Revisit the problems below.
Find regression equations to fit each data set.
Compare the regression equation with the equation you found earlier. Comment on the accuracy of your previous work when compared with the regression equation.
Write and answer a meaningful question in context that requires you to solve the regression equation using your choice of a value of the dependent variable.

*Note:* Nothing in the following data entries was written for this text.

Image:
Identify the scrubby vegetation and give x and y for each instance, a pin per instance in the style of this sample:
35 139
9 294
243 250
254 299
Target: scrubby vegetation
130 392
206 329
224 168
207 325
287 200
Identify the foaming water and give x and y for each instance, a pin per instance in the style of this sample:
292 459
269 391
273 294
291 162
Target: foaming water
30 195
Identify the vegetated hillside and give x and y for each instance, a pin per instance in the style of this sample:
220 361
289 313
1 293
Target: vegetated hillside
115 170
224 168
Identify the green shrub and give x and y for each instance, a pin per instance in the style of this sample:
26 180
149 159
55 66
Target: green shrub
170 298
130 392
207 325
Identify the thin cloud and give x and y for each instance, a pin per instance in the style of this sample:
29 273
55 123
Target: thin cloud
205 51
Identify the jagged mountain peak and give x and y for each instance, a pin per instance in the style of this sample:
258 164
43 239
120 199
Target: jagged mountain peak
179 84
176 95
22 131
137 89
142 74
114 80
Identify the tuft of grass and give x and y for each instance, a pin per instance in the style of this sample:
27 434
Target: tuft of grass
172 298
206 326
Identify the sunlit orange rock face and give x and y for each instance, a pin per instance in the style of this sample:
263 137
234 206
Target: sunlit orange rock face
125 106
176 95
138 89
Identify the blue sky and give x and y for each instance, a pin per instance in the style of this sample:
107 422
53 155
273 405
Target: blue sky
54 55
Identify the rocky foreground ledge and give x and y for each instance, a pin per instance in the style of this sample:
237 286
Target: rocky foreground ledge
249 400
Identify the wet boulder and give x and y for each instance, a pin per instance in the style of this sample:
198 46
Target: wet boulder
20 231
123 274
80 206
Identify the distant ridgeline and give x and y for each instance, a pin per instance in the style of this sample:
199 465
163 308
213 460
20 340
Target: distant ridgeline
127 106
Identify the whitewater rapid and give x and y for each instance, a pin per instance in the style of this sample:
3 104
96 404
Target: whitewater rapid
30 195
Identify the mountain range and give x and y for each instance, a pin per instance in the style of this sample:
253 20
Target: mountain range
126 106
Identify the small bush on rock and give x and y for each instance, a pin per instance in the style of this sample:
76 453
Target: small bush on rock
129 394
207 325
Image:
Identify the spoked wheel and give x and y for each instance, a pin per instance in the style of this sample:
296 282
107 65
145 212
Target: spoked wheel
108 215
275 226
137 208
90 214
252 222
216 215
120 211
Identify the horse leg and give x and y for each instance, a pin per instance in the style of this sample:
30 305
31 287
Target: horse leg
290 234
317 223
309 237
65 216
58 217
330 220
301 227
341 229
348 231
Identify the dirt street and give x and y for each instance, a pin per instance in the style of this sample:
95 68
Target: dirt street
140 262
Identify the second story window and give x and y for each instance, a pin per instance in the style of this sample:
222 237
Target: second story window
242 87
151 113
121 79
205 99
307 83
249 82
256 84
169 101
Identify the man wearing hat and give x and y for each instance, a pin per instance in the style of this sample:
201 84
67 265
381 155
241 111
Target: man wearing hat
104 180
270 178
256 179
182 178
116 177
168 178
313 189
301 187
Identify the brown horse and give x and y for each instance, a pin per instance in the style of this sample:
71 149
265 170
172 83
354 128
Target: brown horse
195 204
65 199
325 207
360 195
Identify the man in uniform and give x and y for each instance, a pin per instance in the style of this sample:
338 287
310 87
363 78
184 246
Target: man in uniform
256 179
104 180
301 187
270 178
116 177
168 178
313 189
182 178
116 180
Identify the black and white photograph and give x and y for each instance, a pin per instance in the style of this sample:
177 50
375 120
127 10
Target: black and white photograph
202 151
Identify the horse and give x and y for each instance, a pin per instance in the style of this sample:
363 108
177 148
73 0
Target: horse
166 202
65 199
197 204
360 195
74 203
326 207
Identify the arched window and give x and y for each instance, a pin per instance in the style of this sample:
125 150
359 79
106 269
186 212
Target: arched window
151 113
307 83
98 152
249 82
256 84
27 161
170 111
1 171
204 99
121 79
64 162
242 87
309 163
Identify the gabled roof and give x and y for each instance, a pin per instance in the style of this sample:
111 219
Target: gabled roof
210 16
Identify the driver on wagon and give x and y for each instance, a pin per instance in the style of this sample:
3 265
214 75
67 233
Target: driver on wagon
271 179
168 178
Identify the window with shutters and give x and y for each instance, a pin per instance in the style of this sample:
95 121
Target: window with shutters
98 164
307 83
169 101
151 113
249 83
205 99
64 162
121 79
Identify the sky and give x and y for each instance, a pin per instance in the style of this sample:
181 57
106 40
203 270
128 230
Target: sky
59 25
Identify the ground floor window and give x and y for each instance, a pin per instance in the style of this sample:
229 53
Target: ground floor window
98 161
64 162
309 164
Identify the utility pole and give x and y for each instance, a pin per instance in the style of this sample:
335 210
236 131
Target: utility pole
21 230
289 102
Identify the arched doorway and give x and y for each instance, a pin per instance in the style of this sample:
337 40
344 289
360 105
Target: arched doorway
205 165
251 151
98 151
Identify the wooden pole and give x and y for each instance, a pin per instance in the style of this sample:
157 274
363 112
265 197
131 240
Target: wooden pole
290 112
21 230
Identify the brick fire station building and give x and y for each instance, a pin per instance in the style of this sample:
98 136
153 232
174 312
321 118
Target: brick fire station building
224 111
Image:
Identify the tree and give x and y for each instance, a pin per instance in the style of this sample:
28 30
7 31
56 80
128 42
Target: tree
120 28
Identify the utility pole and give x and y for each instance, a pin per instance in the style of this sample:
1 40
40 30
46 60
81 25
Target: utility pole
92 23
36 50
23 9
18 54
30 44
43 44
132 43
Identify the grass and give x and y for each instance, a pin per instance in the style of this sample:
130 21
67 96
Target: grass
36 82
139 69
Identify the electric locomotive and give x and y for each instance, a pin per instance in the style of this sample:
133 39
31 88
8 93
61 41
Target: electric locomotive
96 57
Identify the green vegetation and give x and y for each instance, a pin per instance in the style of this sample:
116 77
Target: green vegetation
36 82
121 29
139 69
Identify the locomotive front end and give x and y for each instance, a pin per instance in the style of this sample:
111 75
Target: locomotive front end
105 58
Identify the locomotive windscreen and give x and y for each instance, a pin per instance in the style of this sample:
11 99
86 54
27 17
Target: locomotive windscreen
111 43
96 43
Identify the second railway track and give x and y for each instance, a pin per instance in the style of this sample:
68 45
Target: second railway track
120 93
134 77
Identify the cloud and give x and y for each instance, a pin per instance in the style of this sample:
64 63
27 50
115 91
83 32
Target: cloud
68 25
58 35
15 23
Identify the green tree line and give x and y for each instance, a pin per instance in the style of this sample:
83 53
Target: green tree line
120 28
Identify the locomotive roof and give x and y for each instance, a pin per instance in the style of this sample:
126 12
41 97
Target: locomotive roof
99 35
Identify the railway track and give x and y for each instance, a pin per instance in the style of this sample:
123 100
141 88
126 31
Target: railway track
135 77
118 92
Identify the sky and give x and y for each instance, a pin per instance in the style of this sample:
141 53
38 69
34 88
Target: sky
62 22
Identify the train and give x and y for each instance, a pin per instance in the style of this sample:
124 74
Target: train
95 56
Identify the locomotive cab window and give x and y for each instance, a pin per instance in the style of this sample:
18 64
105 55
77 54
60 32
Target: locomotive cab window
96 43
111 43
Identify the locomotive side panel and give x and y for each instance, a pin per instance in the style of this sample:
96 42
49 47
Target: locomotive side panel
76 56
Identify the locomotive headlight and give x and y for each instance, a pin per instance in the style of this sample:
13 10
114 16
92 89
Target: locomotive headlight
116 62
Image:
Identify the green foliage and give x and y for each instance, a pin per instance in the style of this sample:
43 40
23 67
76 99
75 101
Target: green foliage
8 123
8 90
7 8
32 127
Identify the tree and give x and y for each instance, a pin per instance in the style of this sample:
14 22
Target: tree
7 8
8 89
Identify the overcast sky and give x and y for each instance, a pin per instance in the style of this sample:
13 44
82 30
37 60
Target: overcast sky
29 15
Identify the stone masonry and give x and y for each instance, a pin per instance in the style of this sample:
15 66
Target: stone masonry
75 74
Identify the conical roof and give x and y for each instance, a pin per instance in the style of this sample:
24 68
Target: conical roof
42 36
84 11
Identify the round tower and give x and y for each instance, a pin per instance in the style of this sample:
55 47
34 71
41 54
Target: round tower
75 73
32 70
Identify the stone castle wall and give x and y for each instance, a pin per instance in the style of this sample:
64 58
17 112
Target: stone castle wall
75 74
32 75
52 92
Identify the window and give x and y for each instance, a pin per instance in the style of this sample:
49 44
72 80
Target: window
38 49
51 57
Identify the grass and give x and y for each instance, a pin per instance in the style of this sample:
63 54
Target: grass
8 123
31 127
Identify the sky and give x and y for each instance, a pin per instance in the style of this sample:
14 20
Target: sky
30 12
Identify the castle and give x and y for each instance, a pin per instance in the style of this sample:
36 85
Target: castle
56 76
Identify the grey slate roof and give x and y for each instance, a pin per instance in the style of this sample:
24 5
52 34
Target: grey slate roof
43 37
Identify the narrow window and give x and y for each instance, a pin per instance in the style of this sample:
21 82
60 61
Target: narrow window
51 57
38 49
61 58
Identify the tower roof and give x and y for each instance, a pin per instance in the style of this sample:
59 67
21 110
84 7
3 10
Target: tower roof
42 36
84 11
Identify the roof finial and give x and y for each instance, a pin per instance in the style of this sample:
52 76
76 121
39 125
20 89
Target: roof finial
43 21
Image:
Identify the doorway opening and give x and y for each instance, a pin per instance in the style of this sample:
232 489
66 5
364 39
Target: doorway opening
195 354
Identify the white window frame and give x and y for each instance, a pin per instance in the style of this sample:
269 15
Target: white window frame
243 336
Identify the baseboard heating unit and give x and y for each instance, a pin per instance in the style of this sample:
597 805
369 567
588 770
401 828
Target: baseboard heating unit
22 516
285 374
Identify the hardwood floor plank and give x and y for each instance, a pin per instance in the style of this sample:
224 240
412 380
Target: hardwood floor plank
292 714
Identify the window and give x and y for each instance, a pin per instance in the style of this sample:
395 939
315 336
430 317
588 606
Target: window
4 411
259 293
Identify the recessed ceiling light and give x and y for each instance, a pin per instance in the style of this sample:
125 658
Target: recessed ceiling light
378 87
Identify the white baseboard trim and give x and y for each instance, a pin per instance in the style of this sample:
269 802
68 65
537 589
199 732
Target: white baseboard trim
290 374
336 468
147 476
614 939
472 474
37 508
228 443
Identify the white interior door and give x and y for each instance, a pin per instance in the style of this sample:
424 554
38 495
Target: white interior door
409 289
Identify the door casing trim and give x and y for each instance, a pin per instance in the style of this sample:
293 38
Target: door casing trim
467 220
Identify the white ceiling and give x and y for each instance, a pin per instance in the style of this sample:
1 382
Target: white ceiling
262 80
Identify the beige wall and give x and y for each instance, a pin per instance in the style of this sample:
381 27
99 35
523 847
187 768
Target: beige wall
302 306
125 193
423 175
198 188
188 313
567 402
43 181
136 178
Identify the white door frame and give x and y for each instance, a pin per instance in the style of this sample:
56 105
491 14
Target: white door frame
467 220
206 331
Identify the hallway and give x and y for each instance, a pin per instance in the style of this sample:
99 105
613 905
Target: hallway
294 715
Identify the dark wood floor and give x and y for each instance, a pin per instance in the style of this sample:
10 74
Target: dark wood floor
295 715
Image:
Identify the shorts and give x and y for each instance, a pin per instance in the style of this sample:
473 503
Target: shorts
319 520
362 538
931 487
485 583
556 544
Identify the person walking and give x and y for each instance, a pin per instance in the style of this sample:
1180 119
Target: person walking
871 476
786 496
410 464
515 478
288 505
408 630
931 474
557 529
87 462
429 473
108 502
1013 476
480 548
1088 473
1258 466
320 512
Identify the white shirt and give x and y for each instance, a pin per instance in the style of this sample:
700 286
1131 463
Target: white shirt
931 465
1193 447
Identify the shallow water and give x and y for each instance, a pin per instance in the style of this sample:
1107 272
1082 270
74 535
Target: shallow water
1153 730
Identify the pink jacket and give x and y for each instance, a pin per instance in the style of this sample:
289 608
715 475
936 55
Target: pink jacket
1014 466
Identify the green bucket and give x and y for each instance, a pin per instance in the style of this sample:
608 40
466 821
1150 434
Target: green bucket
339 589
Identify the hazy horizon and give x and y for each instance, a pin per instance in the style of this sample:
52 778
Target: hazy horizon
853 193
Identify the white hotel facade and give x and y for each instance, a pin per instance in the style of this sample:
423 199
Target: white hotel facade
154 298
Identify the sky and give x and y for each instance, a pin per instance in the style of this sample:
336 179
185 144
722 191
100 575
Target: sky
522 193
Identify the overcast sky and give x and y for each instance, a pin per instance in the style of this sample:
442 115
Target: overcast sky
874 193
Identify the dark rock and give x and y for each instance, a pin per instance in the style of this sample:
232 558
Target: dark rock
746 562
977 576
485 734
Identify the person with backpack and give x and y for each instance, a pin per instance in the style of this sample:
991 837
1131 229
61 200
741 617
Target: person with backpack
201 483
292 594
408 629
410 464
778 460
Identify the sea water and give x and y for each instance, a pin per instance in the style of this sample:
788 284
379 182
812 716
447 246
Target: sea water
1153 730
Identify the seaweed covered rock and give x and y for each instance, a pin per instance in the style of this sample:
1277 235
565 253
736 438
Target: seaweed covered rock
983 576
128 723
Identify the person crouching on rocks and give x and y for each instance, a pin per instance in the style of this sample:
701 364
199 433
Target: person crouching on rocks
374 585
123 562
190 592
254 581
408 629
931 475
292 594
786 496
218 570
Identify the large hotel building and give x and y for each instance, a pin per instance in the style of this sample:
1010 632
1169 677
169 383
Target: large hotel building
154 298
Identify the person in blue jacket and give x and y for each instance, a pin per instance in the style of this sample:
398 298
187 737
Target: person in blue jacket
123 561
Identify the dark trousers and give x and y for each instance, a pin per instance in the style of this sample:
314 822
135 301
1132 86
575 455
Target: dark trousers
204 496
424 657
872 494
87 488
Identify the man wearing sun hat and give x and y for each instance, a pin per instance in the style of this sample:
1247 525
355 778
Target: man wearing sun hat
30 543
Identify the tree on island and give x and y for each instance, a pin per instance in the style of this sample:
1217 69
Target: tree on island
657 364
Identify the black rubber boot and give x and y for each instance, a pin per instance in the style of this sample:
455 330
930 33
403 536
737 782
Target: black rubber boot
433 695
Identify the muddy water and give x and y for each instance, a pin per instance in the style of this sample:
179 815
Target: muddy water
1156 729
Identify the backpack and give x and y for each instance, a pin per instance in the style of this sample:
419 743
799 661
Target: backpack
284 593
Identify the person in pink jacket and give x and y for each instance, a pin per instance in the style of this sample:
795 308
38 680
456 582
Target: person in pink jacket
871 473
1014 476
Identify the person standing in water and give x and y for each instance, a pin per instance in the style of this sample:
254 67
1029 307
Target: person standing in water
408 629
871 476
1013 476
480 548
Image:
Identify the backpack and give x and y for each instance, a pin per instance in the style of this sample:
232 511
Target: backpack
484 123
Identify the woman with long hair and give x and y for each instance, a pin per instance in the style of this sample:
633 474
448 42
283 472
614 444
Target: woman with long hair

Write and answer a meaningful question in context that requires you to solve the regression equation using your choice of a value of the independent variable.
(a)
Packaging Stacked Cups (Exercise 3.2.3.1 and Exercise 3.2.3.2): Choose one of the class data sets. Find a regression equation to fit the average height of the cups depending on the number of cups stacked.
(b)
Gulliver Graphs (Section 3.3): Choose one of the data sets, (Thumb, Wrist), (Wrist, Neck), or (Thumb, Neck). Find three regression equations, one for each group, female, male, and entire group.
(c)
U.S. shoe sizes (Exercise 3.3.4.1): Online, find a Men's Shoe Conversion Chart. Compare men's shoe sizes to women's shoe sizes for the same foot lengths. Use foot length in either inches or centimeters as the independent variable and shoe sizes as the dependent variable. Provide a printed list of the data.
4.
World records for human accomplishments in sports over time provide interesting data to analyze. Locate a sport of interest for which world record progressions can be found. For example, the men's world records for the mile run are available online for 1865 to 1999.
(a)
Provide a printed list of the data.
(b)
Using an electronic tool, plot the data with year being the independent variable and world record time being the dependent variable.
(c)
Find a regression equation to fit the data. Graph the equation on the same axes as the scatterplot of the data.
(d)
Interpret the slope and the \(y\)-intercept in terms of the years and world record times.
(e)
What is a reasonable domain for the sport you are investigating? Why do you think so?
(f)
What is the range corresponding to your chosen domain?
(g)
Write and answer a meaningful question in context that requires you to solve the regression equation using your choice of a value of the independent variable.
(h)
Write and answer a meaningful question in context that requires you to solve the regression equation using your choice of a value of the dependent variable.
(i)
Write a paragraph discussing your findings and including your opinion about whether or not a linear regression equation will be a good predictor for future world record winning times and years.
Student Page 3.4.5 Entering and Graphing Data and Finding Regression Equations
1.
To Enter the Data:
(a)
Press STAT then choose 1: Edit…
(b)
Enter the values for the independent variable (domain) into L1.
(c)
Enter the values for the dependent variable (range) into L2.
2.
To Graph the Data:
(a)
Press STAT PLOT (2ND Y=) then choose 1: Plot1… Press ENTER
(b)
Settings: On, Scatter plot (first graph), Xlist: L1, Ylsit: L2, Mark: +
(c)
Press GRAPH
3.
To Set the Viewing Window:
(a)
Press WINDOW
(b)
Use the table to determine
Xmin, Xmax, Xscl
Ymin, Ymax, Yscl
(c)
OR Press ZOOM then scroll down to 9: ZoomStat, Press ENTER
4.
To Fit a Function to the Data:
(a)
Press STAT
(b)
Move the cursor to the right to highlight CALC
(c)
Scroll down to the function type you want to use, for example, 4: LinReg(ax+b) (to fit a linear function), then Press ENTER.
(d)
Indicate the lists of the data (separated by commas for older TI-84 calculators, L1, L2).
(e)
Choose where you want to place the function equation, for example, Y1. Press VARS, move the cursor to the right to highlight Y-VARS, Press ENTER to choose 1: Function, scroll to highlight the Y-variable you want, then press ENTER again
(f)
The screen should read:
LinReg(ax+b) Xlist: L1 Ylist: L2 FreqList: Store RegEQ: Y1 Calculate
(For older TI-84s, the screen will read 4: LinReg(ax+b) L1, L2, Y1). Press ENTER (to fit a linear function).
(g)
The regression equation will be in Y1 or whatever Y-variable you chose.
(h)
Press GRAPH to plot the regression equation with the data.